Happy Pride everybody! As we celebrate the 50th Anniversary of the riots at the Stonewall Inn in New York City (NYC), it is an excellent reminder of what Pride really is and where we, today’s LGBTQI community came from. Pride started as a riot when hundreds of transgender, lesbian, gay, queer people chose to take a stand against the systematic oppression of LGBTQI+ people by the NYC police.

While the initial confrontation at the Stonewall Inn was spontaneous, it didn’t occur without precedent. It was the result of years of pent up frustration, discrimination, injustice and oppression that finally reached a breaking point. Despite the efforts of people working unsuccessfully within the system for years to enact change as well as previous riots such as the Black Cat Protests and the Compton’s Cafeteria riot, nothing had changed. LGBTQI people finally had enough! The only way to express their frustration was to literally fight back.

It was an extremely volatile climate for anyone who was LGBTQI to even be out, let alone to fight back. But at that point they had nothing to lose. I’m inspired by this because the people who were demonized by society as nothing more than weak fairies and perverts found the courage and strength to challenge those derogatory labels. From a trans woman of color throwing the first brick to Rockette-style kicks taunting a line of a SWAT team members, the police had to barricade themselves inside the bar until they finally gave up.

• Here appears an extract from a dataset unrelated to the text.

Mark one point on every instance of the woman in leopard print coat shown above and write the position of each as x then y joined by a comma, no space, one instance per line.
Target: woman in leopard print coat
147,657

The police had dealt with previous anti-war protests and civil rights demonstrations without major concern, yet they never expected that trans women of color would be the people who ignited a whole community viewed as the lowest rung of society to fight back. It was a different kind of riot than the NYPD had ever encountered, and it came from a community that nobody expected would flex its muscle in such a powerful way.

The confidence, courage, strength and resilience that the people in the LGBTQI community showed at the Compton’s Cafeteria riots, Stonewall riots, Harvey Milk’s campaign, the HIV/AIDS crisis and other major movements are the kind of qualities that even some of today’s best athletes could only aspire to have.

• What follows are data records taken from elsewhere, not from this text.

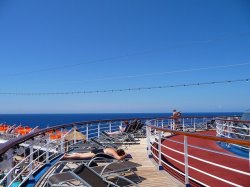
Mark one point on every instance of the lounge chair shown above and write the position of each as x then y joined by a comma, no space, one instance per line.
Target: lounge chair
87,176
81,176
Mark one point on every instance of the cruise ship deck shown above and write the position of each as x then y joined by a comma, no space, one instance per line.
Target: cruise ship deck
160,163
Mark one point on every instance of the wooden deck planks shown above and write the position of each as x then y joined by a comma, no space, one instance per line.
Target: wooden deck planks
149,172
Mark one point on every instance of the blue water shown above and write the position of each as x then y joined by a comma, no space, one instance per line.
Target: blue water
45,120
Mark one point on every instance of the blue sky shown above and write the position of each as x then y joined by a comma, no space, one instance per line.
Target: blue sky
60,46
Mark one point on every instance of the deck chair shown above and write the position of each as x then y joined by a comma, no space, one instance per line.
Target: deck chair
104,144
116,167
81,176
121,138
85,176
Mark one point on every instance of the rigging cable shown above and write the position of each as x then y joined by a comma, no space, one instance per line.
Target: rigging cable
125,89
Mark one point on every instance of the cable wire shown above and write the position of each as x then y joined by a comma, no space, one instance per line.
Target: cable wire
124,89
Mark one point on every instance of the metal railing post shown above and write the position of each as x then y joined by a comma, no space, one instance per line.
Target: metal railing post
31,159
186,161
148,133
98,130
87,131
62,141
194,125
183,124
47,149
74,134
110,126
159,151
10,160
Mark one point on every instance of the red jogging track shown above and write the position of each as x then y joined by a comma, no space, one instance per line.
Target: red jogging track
232,162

In my own experience many LGBTQI people question the value of sports within such an activist context. Yet sports have played a crucial role in the development of LGBTQI rights and serve as a platform to advocate for larger change. At the birth of the LGBTQI sports movement in the 1980s it helped challenge the stigma of gay men as being weak. At the onset of HIV/AIDS many people who tested positive found that exercise through sports had a positive impact on their health. Not only can people live with HIV/AIDS but they also can be successful athletes.

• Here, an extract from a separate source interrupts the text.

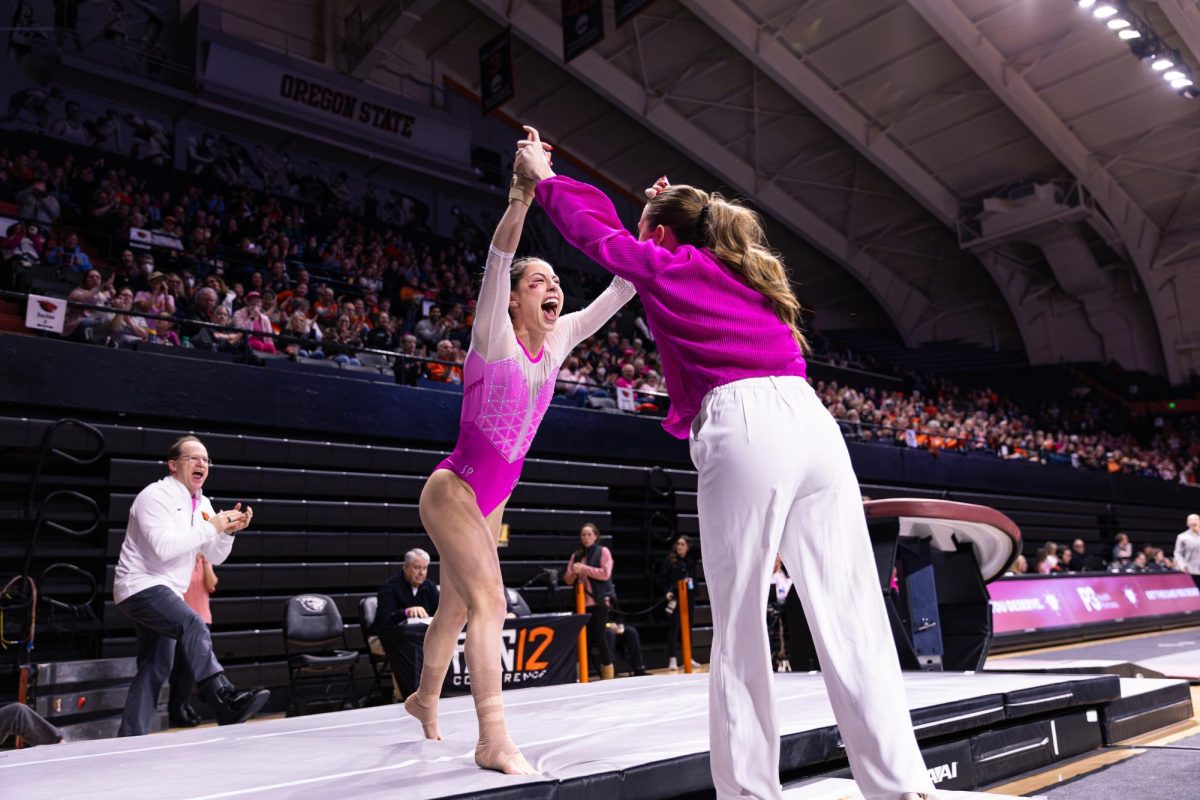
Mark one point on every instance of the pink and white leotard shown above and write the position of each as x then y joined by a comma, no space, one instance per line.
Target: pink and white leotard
507,390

Even now, sports are the platform people are using to advocate for increased recognition and education about LGBTQI people. Rather than staying in the closet and keeping silent, more people are breaking the social stigma of being LGBTQI simply by participating in sports as out athletes. Whether it be power lifting, cycling, swimming, running, playing football, hockey or hitting the gym, sports have a firm place in LGBTQI rights and progress. As we celebrate Stonewall 50, it is important to remember where we came from and to see just how far we’ve come.